Тропа продолжала виться вдоль края обрыва. Окружающие джунгли, казалось, были полны странных и экзотических существ: блестящие разноцветные пауки (которые, как он надеялся, не были ядовитыми), убегающие прочь странные хохлатые ящерицы и разноцветные птицы, хрипло кричащие на деревьях. Вдруг Гидеон уловил, что к нему приближается другая стая обезьян — не так, как в прошлый раз, а с большим шумом. Он быстро сошел с тропы, укрывшись в плотной растительности, и приготовился подстрелить одну из них. Белые головы этих обезьян служили прекрасным ориентиром, и, вспомнив материалы дела, он решил, что это, должно быть, были белоголовые капуцины. Но он не припоминал, чтобы у них были полоски желтого цвета на задних лапах, как чулки.

Надеясь, что они не были редкими и экзотическими, мысленно извиняясь перед всеми известными богами, затаившись, он ждал, с пистолетом наготове, в то время как стая приближалась к нему по верхушкам деревьев. Они с большим удовольствием лакомились плодами, обглоданные косточки фруктов падали вокруг него. Медленно, мужчина навел пистолет на самую большую обезьяну и прицелился. Это был трудный выстрел — расстояние составляло более ста футов. В конце концов, он выдохнул и нажал курок.

Грянул выстрел. Обезьяны разразились оглушительным визгом, деревья затрещали, когда они ринулись прочь… в том числе и обезьяна, которую он пытался пристрелить. В качестве своего рода прощального подарка последняя одарила его большой кучей экскрементов, рухнувшей прямо на него.
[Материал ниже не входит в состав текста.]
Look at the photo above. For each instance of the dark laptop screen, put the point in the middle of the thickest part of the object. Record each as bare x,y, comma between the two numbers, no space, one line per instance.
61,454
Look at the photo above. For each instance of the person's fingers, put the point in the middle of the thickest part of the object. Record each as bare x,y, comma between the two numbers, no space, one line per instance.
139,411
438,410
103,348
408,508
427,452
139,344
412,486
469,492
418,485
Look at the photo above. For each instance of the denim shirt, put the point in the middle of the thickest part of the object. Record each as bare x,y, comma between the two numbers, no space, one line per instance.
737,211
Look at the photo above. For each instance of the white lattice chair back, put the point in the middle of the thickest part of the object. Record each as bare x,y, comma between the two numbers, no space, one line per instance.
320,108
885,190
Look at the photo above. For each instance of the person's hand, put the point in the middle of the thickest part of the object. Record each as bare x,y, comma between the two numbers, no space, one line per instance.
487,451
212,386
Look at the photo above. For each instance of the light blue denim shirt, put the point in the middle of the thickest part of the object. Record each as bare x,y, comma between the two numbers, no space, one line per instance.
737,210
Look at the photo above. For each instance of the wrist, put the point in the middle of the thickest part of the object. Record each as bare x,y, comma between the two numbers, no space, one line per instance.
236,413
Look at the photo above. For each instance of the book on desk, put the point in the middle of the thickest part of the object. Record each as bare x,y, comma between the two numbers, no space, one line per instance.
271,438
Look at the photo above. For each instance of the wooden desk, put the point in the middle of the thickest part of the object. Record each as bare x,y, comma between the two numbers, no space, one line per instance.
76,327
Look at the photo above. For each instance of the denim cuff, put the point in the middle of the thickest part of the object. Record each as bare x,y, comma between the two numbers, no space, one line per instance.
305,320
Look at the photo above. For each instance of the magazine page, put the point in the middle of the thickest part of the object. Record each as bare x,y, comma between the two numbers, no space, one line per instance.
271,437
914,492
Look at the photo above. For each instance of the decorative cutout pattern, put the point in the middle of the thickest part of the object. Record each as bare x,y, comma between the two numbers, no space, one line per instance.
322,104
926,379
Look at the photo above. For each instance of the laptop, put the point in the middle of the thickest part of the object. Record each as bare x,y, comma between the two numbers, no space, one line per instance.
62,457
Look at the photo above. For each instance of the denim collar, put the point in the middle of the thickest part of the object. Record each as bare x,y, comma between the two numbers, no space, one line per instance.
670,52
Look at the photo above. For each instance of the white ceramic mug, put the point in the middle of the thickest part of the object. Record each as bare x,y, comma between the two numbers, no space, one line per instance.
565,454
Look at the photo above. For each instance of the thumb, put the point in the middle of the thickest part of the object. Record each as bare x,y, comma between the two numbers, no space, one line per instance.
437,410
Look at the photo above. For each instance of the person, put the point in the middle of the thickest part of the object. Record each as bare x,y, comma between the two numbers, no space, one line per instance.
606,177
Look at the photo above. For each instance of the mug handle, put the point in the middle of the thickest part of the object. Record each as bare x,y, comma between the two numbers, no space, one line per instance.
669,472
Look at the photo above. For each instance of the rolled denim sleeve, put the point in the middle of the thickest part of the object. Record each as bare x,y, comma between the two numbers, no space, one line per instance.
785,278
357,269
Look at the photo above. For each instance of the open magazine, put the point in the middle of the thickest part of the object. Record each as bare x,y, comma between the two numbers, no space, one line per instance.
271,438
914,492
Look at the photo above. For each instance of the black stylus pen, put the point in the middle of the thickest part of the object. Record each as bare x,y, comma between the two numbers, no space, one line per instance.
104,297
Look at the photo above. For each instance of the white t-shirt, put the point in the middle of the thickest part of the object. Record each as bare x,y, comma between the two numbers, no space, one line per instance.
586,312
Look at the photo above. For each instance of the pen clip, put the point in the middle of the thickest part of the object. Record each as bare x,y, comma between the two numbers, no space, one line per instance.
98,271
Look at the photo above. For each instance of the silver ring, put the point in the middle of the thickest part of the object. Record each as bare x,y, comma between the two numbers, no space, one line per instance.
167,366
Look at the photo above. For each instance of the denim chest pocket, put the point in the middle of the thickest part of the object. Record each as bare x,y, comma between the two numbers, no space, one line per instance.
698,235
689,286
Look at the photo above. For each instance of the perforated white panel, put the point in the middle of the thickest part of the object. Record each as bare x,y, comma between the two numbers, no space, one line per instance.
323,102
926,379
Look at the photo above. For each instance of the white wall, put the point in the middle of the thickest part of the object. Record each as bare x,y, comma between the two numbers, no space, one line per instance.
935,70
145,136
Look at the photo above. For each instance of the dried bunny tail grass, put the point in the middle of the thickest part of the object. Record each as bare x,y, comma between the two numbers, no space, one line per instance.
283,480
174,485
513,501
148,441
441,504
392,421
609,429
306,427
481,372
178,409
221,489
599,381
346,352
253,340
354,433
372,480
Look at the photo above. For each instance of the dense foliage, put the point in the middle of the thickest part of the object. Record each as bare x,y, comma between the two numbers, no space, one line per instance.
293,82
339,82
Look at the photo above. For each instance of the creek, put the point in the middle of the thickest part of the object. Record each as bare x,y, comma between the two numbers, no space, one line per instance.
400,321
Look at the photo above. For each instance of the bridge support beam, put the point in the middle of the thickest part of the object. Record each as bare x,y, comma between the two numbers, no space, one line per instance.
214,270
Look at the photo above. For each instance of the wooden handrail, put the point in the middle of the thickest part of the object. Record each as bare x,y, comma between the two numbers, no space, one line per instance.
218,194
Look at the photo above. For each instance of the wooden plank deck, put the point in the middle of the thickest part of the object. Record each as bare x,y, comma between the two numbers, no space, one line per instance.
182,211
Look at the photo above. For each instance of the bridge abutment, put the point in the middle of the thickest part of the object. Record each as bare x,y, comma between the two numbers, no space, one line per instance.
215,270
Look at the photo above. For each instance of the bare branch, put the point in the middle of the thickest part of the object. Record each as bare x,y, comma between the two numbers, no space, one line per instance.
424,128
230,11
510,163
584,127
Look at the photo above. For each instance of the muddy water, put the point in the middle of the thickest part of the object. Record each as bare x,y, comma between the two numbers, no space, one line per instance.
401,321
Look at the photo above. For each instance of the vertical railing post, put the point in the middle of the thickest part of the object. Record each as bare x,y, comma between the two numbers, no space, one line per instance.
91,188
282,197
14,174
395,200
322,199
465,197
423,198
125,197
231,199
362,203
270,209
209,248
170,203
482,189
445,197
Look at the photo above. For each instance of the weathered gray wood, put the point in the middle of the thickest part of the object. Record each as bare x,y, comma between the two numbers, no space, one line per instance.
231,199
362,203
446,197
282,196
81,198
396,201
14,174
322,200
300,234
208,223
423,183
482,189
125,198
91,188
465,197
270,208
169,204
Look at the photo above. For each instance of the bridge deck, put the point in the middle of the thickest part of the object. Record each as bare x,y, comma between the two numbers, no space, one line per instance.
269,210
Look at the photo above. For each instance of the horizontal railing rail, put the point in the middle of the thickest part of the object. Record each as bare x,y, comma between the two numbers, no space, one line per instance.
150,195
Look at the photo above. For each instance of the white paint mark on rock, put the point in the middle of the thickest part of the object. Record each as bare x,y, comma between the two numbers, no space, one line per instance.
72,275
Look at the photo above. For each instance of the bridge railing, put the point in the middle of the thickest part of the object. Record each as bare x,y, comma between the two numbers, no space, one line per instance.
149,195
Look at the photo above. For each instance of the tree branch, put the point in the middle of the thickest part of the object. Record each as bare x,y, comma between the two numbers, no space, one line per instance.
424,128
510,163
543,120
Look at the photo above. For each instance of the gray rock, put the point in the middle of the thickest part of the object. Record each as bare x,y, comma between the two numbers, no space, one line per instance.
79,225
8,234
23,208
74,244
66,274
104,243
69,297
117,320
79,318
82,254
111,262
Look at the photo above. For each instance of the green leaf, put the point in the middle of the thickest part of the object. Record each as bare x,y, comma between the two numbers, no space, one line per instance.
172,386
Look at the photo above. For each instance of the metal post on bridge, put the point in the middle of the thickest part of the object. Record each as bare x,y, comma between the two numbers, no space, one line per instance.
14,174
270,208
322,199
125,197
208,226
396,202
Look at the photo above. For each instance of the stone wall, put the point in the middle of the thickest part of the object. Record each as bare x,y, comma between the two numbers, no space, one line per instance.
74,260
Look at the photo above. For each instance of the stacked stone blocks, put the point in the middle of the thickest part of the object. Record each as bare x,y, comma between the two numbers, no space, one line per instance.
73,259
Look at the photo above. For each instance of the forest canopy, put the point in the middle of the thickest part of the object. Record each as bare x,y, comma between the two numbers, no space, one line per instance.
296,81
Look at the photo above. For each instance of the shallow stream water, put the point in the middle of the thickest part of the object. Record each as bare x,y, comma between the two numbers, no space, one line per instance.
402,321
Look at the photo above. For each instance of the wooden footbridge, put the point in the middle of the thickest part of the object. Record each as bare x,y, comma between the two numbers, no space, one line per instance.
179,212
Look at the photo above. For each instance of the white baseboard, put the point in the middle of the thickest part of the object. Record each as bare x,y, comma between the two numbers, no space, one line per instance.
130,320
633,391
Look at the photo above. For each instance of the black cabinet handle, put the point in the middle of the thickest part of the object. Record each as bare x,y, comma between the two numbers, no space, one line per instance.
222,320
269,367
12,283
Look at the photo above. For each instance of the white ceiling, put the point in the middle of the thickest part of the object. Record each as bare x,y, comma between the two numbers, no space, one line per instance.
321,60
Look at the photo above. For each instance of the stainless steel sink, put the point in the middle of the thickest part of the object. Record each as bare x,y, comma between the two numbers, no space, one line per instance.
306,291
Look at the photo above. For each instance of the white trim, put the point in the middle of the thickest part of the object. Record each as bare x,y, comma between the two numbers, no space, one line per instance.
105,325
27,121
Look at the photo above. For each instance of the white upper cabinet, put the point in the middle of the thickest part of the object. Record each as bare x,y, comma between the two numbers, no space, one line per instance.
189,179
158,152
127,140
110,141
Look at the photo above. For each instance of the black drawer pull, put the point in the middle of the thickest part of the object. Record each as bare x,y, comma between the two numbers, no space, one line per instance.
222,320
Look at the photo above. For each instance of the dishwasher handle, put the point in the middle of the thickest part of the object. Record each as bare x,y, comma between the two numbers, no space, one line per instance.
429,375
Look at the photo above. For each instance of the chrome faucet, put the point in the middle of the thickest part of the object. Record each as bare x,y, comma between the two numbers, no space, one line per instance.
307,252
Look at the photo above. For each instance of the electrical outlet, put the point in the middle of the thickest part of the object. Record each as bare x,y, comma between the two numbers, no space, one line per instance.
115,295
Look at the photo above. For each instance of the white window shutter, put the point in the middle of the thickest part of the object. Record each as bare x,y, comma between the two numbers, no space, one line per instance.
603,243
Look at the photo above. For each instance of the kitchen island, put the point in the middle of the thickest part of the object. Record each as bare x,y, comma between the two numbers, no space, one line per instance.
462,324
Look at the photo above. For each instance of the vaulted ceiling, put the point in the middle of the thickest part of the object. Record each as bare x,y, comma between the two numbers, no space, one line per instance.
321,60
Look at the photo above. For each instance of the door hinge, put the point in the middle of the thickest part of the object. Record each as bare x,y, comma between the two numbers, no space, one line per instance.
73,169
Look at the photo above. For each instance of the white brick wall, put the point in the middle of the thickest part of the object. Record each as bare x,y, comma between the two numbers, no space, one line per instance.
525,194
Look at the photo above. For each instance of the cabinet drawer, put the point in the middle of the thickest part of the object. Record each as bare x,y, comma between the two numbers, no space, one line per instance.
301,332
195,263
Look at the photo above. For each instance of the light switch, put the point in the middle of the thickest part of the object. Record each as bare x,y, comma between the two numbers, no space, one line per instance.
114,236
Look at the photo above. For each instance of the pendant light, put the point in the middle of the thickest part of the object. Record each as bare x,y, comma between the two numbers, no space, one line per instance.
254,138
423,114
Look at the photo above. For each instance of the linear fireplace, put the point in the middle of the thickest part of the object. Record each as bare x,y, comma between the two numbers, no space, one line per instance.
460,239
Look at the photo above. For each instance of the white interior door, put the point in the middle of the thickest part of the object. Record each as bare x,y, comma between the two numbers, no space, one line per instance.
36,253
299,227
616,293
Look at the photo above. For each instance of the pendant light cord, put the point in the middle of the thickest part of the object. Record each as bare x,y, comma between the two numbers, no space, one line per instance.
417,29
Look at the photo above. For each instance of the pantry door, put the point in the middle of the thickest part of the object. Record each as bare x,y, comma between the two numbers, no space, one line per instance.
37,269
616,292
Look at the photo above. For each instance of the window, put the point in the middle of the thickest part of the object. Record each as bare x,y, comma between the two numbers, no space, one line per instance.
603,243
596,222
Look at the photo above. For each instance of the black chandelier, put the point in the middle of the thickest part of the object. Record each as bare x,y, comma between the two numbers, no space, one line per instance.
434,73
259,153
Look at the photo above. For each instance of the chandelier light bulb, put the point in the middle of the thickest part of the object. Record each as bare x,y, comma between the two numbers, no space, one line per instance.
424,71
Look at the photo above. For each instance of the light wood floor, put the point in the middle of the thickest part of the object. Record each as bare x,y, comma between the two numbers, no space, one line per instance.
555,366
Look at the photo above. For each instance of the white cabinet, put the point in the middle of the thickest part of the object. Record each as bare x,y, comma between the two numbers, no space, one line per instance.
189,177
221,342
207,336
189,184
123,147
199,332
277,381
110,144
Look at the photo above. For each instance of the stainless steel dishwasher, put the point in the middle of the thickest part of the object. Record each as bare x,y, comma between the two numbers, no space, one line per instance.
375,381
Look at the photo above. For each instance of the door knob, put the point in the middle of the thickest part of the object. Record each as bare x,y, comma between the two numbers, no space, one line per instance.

— Сукин сын, — пробормотал себе под нос Гидеон, пряча пистолет обратно за пояс и стряхивая с плеча куски обезьяньего дерьма, обдавшего его вонью. Осмотревшись, он осторожно вернулся на открытую тропу.

И тут у себя за спиной он услышал треск и грохот — кто-то стремительно ломился сквозь джунгли. Следом пришел ужасный рев. Молниеносно среагировав, Гидеон развернулся и вытащил пистолет. Но прежде чем он успел его поднять, на тропу выскочило отвратительное, ужасающее чудовище с открытой розовой пастью, из которой и исходил рев. Оно было гигантским, гуманоидным, с массивной головой огромного размера, на которой выделялся один большой, блестящий, желтый, как блюдце, глаз.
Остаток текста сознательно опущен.